What we’ve experienced as we’ve attempted our religious reaches toward God, our responses to the One who has always reached first, these experiences are common.  Humans have always sensed the Divine, and humans have always experienced that sense as inviting and terrifying, as worthy and hard, as beauty and horror.

It’s the origin of creativity and art and prayer and sex and sleep and addiction. At the bottom of us is the mixed experience of struggle and relief which responds to great love.  And our struggles are not new.  They’ve been lived through before.

May we take comfort in the stories of others who have been where we’re headed and who have left good instructions for the paths under our feet.

Being in Love

Thurman said in one of books, probably The Inward Journey, that we don’t love in general.  We love in particular.  We love the particular.

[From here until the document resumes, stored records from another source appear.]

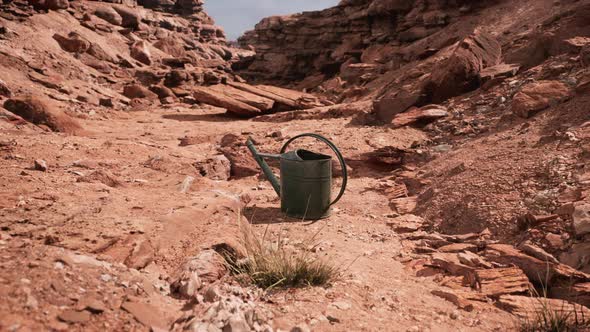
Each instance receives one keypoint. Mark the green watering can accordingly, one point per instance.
(305, 186)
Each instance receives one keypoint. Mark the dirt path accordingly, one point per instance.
(142, 151)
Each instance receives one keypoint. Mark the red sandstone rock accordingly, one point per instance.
(538, 96)
(42, 111)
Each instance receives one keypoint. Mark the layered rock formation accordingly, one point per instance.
(356, 40)
(130, 55)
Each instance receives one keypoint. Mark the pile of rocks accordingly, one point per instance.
(474, 268)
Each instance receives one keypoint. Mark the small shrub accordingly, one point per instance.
(269, 264)
(550, 319)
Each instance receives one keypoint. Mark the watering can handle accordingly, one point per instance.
(336, 151)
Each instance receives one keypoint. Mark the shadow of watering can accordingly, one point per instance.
(305, 185)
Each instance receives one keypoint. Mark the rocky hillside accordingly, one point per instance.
(126, 181)
(357, 39)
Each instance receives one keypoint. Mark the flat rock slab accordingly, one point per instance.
(458, 247)
(496, 282)
(414, 115)
(215, 98)
(261, 103)
(290, 99)
(73, 316)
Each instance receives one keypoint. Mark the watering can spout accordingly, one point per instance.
(259, 157)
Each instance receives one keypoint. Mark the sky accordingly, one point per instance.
(238, 16)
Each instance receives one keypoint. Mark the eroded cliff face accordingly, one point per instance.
(355, 40)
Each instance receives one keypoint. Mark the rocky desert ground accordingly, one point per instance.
(126, 186)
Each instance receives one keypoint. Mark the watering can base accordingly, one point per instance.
(302, 216)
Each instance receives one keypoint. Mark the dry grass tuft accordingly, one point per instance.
(269, 264)
(550, 319)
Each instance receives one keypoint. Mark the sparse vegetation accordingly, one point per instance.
(270, 264)
(550, 319)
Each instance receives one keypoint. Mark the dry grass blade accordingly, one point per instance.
(269, 264)
(551, 319)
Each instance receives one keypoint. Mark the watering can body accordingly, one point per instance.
(305, 184)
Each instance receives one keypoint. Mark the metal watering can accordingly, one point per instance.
(305, 186)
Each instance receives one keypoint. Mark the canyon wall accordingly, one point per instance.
(355, 39)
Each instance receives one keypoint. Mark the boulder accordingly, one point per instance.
(397, 101)
(109, 14)
(132, 91)
(101, 176)
(42, 111)
(207, 267)
(538, 96)
(140, 52)
(581, 219)
(171, 46)
(460, 73)
(242, 163)
(176, 78)
(73, 43)
(130, 18)
(215, 168)
(141, 255)
(57, 4)
(148, 76)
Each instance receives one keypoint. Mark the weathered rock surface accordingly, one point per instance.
(41, 111)
(461, 72)
(538, 96)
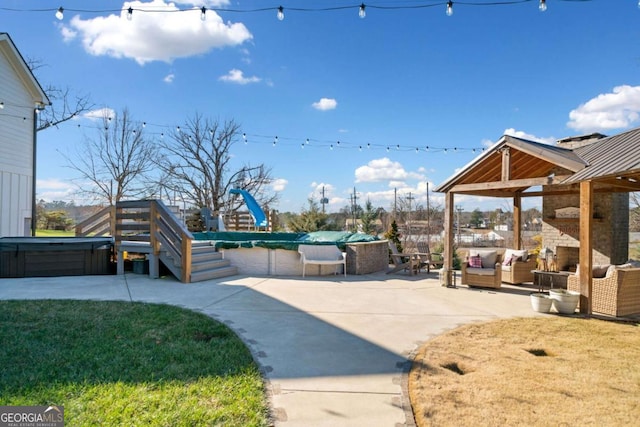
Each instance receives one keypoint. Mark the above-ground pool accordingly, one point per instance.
(277, 253)
(54, 256)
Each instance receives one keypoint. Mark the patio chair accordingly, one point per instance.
(403, 261)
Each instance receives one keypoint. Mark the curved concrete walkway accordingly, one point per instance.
(334, 350)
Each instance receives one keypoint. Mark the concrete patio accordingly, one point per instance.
(334, 350)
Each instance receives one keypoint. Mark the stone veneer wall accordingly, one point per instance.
(610, 226)
(362, 258)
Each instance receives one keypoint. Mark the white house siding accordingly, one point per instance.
(16, 150)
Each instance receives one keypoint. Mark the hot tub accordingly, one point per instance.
(55, 256)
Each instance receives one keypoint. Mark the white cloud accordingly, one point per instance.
(530, 137)
(279, 184)
(616, 110)
(384, 170)
(325, 104)
(51, 189)
(237, 76)
(99, 114)
(151, 37)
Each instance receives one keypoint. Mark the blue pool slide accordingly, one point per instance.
(256, 211)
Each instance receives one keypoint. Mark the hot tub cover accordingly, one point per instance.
(288, 241)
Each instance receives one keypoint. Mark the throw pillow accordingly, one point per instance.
(475, 261)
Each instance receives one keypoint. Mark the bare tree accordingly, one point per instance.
(117, 162)
(64, 105)
(196, 161)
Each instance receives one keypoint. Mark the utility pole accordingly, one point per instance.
(428, 219)
(323, 200)
(458, 210)
(409, 198)
(354, 199)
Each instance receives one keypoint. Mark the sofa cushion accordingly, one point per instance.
(482, 271)
(489, 257)
(523, 254)
(475, 261)
(597, 271)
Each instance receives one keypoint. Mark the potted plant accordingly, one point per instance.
(541, 302)
(564, 301)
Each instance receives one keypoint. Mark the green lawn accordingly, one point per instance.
(55, 233)
(134, 364)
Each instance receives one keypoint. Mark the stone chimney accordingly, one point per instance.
(572, 142)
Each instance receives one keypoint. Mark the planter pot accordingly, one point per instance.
(540, 302)
(564, 301)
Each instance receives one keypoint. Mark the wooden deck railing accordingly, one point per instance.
(151, 221)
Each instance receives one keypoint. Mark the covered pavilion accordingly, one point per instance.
(516, 168)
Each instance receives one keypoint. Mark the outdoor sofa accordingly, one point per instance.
(617, 294)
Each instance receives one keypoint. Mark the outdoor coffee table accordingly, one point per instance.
(550, 279)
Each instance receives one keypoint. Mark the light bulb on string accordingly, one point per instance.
(543, 5)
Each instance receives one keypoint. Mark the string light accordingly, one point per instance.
(542, 6)
(276, 141)
(449, 8)
(59, 12)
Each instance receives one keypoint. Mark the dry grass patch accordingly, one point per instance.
(534, 371)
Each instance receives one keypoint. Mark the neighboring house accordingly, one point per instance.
(20, 96)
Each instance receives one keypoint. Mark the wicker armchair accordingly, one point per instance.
(490, 276)
(519, 271)
(617, 295)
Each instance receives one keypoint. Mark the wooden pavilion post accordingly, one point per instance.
(448, 239)
(586, 246)
(517, 221)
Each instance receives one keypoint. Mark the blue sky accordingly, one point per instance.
(399, 78)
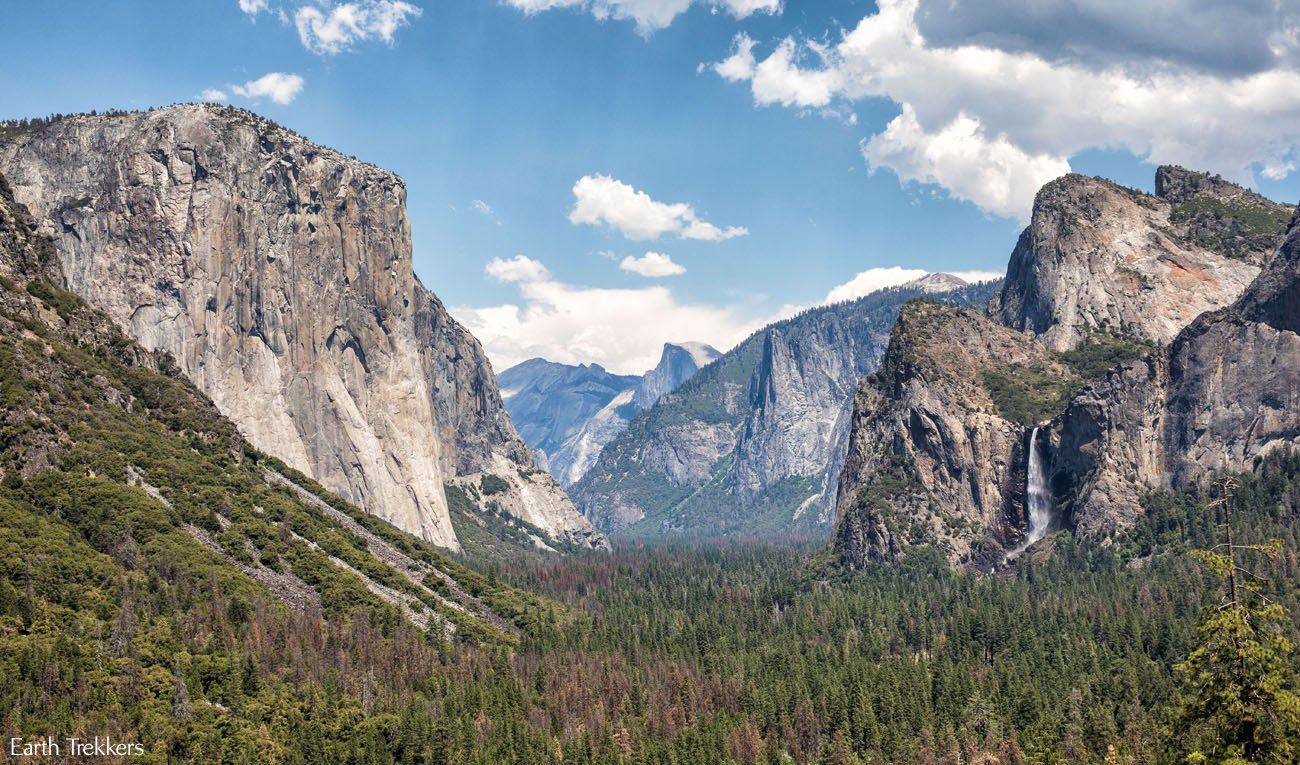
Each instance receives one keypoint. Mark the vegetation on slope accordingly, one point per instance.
(718, 396)
(1028, 396)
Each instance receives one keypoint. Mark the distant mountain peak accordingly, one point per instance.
(937, 282)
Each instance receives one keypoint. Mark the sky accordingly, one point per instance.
(590, 178)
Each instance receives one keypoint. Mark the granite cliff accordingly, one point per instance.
(1225, 392)
(1112, 337)
(750, 442)
(278, 275)
(1099, 256)
(567, 413)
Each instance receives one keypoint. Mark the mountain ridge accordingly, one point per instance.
(203, 229)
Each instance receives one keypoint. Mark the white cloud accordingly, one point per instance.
(872, 280)
(649, 14)
(993, 173)
(989, 125)
(601, 199)
(976, 276)
(333, 29)
(622, 329)
(651, 264)
(276, 86)
(878, 279)
(518, 268)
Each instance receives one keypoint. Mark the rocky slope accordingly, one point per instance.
(115, 470)
(1223, 393)
(549, 402)
(936, 457)
(278, 275)
(1099, 256)
(567, 414)
(748, 444)
(1099, 281)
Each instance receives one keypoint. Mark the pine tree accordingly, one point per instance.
(1240, 704)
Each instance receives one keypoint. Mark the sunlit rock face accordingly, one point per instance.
(278, 275)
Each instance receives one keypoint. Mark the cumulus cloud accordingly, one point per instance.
(601, 199)
(976, 276)
(333, 29)
(622, 329)
(1209, 35)
(989, 125)
(276, 86)
(518, 268)
(993, 173)
(878, 279)
(651, 264)
(649, 14)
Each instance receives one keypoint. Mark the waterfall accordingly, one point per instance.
(1038, 498)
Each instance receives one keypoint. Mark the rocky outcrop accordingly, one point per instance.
(550, 402)
(934, 458)
(1225, 392)
(1151, 357)
(677, 363)
(1099, 256)
(278, 275)
(567, 414)
(749, 444)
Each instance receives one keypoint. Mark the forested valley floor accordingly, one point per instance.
(740, 653)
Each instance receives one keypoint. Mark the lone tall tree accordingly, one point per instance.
(1240, 703)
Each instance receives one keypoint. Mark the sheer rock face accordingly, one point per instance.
(278, 275)
(568, 413)
(753, 442)
(1101, 256)
(1225, 392)
(931, 461)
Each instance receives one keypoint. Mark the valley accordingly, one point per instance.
(265, 500)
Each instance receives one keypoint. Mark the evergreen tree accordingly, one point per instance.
(1240, 704)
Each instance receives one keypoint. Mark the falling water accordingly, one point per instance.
(1038, 498)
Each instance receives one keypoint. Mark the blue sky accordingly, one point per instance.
(830, 165)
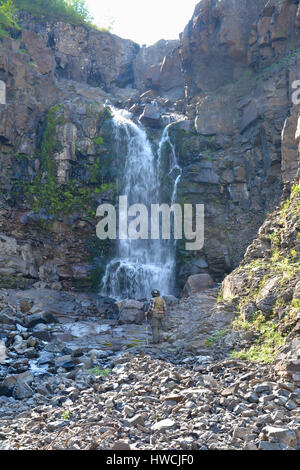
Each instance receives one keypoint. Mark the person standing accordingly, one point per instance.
(156, 312)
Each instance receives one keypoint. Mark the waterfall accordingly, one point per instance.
(140, 265)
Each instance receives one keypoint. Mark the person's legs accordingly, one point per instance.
(155, 330)
(156, 326)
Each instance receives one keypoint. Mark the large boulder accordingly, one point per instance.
(151, 116)
(131, 311)
(41, 317)
(17, 386)
(197, 283)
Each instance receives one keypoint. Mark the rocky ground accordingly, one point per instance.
(109, 387)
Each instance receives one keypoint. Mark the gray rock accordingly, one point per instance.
(197, 283)
(41, 317)
(284, 435)
(131, 311)
(163, 425)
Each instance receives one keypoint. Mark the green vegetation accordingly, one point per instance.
(44, 192)
(99, 140)
(71, 11)
(66, 415)
(7, 17)
(268, 342)
(74, 12)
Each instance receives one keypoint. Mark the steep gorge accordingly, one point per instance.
(217, 109)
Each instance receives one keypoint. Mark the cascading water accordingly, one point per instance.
(140, 265)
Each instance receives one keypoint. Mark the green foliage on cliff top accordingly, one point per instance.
(74, 12)
(7, 17)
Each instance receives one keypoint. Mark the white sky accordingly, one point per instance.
(143, 21)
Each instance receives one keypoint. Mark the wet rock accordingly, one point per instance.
(131, 311)
(2, 352)
(197, 283)
(40, 318)
(151, 117)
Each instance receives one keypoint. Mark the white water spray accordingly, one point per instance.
(140, 265)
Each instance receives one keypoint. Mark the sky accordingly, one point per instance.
(143, 21)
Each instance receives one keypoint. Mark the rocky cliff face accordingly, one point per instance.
(230, 76)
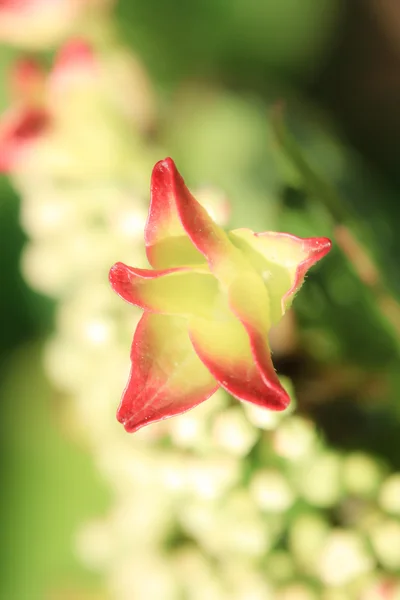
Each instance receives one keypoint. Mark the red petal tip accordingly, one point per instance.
(318, 247)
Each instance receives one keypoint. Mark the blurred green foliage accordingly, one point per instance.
(218, 68)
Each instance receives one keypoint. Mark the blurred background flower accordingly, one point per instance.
(226, 501)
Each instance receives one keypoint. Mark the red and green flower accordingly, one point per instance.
(209, 302)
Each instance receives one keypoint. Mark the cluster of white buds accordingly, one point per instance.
(223, 502)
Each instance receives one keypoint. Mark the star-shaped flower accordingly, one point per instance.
(208, 306)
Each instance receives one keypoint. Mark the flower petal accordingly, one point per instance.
(167, 244)
(240, 362)
(179, 291)
(19, 128)
(180, 231)
(282, 260)
(167, 377)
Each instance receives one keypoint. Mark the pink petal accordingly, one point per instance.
(179, 291)
(167, 244)
(280, 256)
(19, 128)
(167, 378)
(175, 215)
(27, 80)
(240, 362)
(314, 249)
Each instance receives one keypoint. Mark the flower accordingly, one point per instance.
(50, 124)
(208, 306)
(38, 24)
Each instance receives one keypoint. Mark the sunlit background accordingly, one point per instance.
(281, 115)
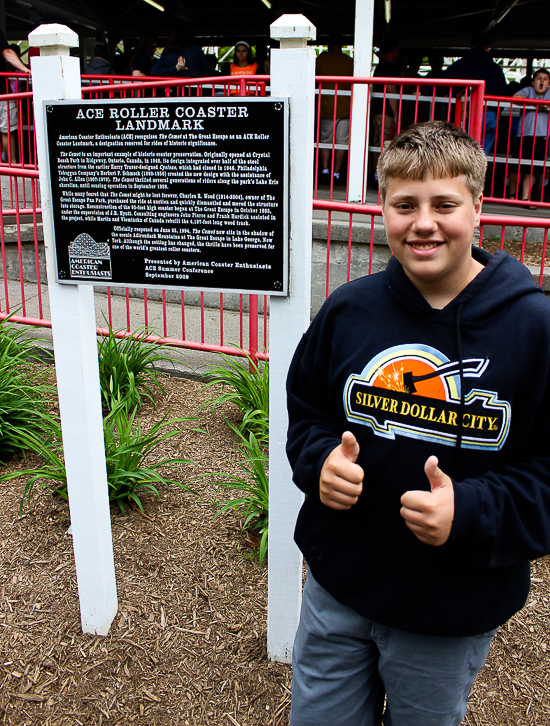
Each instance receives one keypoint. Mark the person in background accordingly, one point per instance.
(334, 127)
(100, 64)
(142, 57)
(8, 111)
(420, 516)
(10, 56)
(534, 143)
(182, 58)
(436, 111)
(243, 65)
(479, 65)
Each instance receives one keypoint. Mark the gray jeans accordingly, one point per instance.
(343, 664)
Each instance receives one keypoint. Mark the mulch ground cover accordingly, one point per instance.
(530, 253)
(188, 644)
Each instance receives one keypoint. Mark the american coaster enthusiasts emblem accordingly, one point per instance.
(90, 259)
(414, 390)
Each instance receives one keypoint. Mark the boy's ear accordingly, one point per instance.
(478, 206)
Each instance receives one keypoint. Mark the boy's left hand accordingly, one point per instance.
(429, 515)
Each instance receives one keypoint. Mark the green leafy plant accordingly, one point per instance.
(126, 449)
(23, 391)
(253, 487)
(247, 386)
(126, 372)
(15, 343)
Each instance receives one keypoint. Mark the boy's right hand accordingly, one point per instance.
(341, 480)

We love people and things.  We love God.  We love hobbies, ourselves.  But we love specifically, adding discrimination to an otherwise grand concept.  Love is not a concept and it can’t be done without a grounding in reality.

When we first meet the loves in our lives, we try to shape them by our dreams.  All those things we thought living in love would be like crash into the unsuspecting object of our devotion.  They meet the way our families meet our first girlfriends, with eyes raised, everyone in the room wondering how long this phase will last.

Soon those two parties–the new love and the context of life–get together and ruffle each other until one begins to change.  They effect each other.  Sometimes we change our lives in submission because the object of love is better.  Sometimes we decide that the object of our affections and desires is unworthy, and we move on.  But when loved ones, their particular selves, stay with us, everyone changes.  Because we cannot be in love, live in love, stay in love (and here I don’t mean anything about the fanciful notions of being “in love” as much as I mean the straight and unstraight line that is a life of disciplined, passionate, contemplative, committed love)–we cannot stay in that love without changing.

I am no specialist on love, though I used to say that I fell in love everyone few months when I was growing up.  I started writing poetry in high school because I was in love.  And I did so many other things I’ll kept between me and special people in my life.  I am no specialist, no expert.  But I am trying to become a specialist.

I am trying to train myself in what loving well is.  I want to love well, love strongly, love hard.  And the implicit commitment it takes to want that, to desire that, and to pursue that desire is often unsettling.  I come to see what the desire means, along with what walking toward that desire requires.  It takes detailed effort to love.  Oh, we’d like to believe we love everybody.  I think the Savior said words that make us think we can do that.  But loving everybody is a perplexing impossibility.

Loving the people we know is hard enough and something we fail at so regularly that the Savior would blush at our insistent foolishness to misquote and misunderstand him when it came to behavior.  Thurman turned it correctly: Loving well is loving in particular.

It is loving the cracked skin and blemishes that won’t go away even though they may be covered.  Loving strongly is knowing the sheer vulnerability of your loved one and using that weakness to give them hope and inspiration and faith in humanity because you don’t do with your power what others untrained in such artistry would do.  Loving hard is the consistent exercise of staying with all those promises by the grace and help of every gift God gives.

I think doing this love, being in this love is one of life’s most consistent challenges.  And mostly because nothing really trains us toward it.  We are instructed and taught to dispense with things.  And that won’t help us become lovers.  Recycling and reusing are better words for love because love uses the raw materials of our particular lives, our real special selves, and does not force us to become something else, all while that love motivates (moves and pushes) us to become better.  Living that way is hard and usually so rewarding.